Richie Marquez

Personal information
- Full name: Richard Marquez
- Date of birth: May 26, 1992 (age 33)
- Place of birth: Pomona, California, United States
- Height: 1.88 m (6 ft 2 in)
- Position: Defender

College career
- Years: Team / Apps / (Gls)
- 2010–2013: Redlands Bulldogs / 79 / (5)

Senior career*
- Years: Team / Apps / (Gls)
- 2014–2018: Philadelphia Union / 69 / (3)
- 2014–2015: → Harrisburg City Islanders (loan) / 31 / (0)
- 2017: → Bethlehem Steel (loan) / 4 / (1)

= Richie Marquez =

American soccer player (born 1992)

Richard "Richie" Marquez (born May 26, 1992) is an American former professional soccer player who played as a defender. He was selected by the Philadelphia Union in the third round of the 2014 MLS SuperDraft and played four seasons in Major League Soccer (MLS). Marquez also spent time on loan with the Harrisburg City Islanders and Bethlehem Steel FC.

==Career==
===Education===
Marquez went to Bloomington High School and graduated in 2010. He was a four-year starter for the University of Redlands Bulldogs in NCAA Division III. He received a Bachelor of Arts degree in communicative disorders in April 2014.

===Professional===
Marquez was the 44th selection in the 2014 MLS SuperDraft.
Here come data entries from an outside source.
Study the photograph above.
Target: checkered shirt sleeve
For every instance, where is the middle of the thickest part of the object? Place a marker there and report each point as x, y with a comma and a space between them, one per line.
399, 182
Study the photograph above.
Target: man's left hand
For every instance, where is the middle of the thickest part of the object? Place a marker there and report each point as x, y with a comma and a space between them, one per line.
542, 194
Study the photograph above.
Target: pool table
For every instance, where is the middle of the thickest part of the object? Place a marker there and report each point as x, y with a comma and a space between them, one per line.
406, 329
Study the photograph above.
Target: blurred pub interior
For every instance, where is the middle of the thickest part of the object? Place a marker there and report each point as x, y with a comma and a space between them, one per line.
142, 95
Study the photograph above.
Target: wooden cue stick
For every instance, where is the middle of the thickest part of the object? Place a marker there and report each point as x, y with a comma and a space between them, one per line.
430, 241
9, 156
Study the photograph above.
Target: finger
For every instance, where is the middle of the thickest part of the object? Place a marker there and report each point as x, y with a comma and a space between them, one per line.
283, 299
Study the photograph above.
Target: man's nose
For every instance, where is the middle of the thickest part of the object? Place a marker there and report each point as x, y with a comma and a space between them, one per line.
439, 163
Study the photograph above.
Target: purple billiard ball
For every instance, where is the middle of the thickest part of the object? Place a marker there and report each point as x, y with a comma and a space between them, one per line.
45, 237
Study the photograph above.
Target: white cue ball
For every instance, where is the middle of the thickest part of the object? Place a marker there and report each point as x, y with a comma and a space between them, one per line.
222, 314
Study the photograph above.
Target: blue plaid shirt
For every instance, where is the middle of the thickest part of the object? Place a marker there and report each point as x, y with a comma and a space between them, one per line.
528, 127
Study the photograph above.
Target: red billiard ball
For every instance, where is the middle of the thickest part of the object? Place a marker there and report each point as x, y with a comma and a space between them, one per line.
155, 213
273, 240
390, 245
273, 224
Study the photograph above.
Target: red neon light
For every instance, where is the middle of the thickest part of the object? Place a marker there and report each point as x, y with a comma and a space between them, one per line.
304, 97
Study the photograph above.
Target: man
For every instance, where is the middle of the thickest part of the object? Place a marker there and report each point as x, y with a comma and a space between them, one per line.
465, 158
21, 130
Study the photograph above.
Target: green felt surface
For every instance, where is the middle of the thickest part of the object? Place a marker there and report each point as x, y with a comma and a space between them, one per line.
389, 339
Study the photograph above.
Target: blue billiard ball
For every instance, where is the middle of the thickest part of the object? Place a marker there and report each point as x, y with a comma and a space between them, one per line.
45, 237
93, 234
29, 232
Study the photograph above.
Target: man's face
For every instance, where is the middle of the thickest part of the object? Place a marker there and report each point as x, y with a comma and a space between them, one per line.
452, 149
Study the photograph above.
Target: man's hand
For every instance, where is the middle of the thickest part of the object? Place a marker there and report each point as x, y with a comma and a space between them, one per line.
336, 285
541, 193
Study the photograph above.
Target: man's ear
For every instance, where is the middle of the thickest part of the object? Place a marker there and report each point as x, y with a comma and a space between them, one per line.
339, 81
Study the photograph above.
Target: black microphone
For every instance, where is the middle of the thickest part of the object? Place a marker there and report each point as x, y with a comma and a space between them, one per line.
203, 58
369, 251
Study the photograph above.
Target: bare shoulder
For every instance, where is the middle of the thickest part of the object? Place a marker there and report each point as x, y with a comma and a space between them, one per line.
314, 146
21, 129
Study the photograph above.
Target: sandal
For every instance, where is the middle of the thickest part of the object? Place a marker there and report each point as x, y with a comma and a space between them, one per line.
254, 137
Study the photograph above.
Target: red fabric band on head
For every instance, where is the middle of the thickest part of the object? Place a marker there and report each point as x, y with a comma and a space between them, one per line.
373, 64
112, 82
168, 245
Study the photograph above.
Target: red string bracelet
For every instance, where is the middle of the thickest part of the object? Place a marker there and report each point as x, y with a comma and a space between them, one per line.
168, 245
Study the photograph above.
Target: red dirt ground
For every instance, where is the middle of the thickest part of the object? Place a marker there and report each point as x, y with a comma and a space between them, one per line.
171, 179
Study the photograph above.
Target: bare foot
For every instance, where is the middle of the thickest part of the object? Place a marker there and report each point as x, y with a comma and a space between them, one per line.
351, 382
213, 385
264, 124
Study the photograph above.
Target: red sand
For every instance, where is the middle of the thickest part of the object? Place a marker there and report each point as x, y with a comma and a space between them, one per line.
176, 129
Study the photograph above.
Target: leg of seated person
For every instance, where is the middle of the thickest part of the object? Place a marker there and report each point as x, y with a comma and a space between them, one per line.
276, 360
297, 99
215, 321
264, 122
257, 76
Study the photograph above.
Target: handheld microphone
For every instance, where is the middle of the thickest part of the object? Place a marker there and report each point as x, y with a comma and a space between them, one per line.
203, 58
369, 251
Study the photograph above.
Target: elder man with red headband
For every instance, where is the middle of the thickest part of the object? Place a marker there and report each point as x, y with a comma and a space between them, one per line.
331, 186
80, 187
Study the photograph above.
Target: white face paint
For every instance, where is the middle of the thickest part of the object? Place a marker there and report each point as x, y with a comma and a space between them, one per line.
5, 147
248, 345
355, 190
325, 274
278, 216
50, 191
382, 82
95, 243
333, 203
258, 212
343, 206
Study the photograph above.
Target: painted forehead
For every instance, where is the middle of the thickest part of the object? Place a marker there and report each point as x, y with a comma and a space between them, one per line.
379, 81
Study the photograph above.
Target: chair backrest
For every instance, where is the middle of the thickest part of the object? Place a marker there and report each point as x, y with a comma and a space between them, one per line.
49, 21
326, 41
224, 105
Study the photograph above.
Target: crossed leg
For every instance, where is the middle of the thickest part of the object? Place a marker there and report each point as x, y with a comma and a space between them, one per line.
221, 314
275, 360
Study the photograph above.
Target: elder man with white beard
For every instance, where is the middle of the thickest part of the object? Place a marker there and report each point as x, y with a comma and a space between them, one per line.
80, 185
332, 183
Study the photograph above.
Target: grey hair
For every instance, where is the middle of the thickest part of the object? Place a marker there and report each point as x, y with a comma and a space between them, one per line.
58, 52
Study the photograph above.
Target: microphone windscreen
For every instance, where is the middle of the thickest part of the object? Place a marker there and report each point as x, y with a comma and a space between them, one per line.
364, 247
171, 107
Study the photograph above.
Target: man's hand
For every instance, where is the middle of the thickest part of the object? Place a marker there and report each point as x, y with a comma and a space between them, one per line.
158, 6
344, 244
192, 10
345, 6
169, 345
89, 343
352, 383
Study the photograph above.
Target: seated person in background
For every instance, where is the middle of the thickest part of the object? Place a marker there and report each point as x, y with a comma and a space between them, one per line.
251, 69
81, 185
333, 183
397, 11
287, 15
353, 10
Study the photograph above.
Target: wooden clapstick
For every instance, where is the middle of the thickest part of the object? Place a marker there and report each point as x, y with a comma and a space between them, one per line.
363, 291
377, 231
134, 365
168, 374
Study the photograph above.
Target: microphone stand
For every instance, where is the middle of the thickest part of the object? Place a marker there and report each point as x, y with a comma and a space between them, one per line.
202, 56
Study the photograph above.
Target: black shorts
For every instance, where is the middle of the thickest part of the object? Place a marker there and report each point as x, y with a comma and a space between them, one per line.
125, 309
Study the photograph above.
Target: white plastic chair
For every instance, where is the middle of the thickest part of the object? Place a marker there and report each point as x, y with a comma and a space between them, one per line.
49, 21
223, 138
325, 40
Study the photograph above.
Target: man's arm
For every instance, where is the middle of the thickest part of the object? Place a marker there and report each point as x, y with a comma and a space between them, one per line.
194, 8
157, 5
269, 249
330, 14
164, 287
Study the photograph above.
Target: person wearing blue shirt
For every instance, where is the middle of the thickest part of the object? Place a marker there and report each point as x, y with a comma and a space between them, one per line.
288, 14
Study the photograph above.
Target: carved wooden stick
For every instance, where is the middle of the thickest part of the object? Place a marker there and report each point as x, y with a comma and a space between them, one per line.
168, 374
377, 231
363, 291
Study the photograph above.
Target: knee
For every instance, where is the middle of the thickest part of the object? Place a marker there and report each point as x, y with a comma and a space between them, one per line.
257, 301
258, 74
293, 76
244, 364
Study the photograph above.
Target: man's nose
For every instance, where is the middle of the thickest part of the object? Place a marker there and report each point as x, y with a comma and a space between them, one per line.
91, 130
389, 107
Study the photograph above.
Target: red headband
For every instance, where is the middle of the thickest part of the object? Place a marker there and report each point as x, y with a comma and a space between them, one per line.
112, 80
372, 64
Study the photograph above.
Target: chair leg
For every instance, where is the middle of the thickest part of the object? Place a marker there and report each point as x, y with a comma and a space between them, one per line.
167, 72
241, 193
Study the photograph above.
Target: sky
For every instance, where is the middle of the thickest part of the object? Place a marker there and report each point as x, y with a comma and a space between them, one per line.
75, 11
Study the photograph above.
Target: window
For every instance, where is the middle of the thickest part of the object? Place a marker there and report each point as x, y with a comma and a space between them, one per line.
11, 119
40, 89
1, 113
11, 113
For the 2014 season, he was loaned to the Harrisburg City Islanders of USL Pro. While there, he played an integral role in leading Harrisburg to the USL PRO championship game.

Marquez made his Major League Soccer debut on May 2, 2015, coming on as a fifth-minute substitute in a 1–0 loss against Toronto FC. He later earned a regular starting role in the Union lineup during the 2015 season. On July 14, 2015, Marquez scored his first goal for the Union in the 36th minute of a friendly match against English Premier League side AFC Bournemouth at Talen Energy Stadium.

During the 2016 season, Marquez became a key part of the Union's defense, starting 33 league matches. He scored his first MLS goal on April 23, 2016, netting the game-winning goal in a 1–0 victory over D.C. United.

Marquez continued as a regular contributor during the 2017 season, making 22 league appearances. In 2018, he spent time with the club's USL Championship affiliate Bethlehem Steel FC.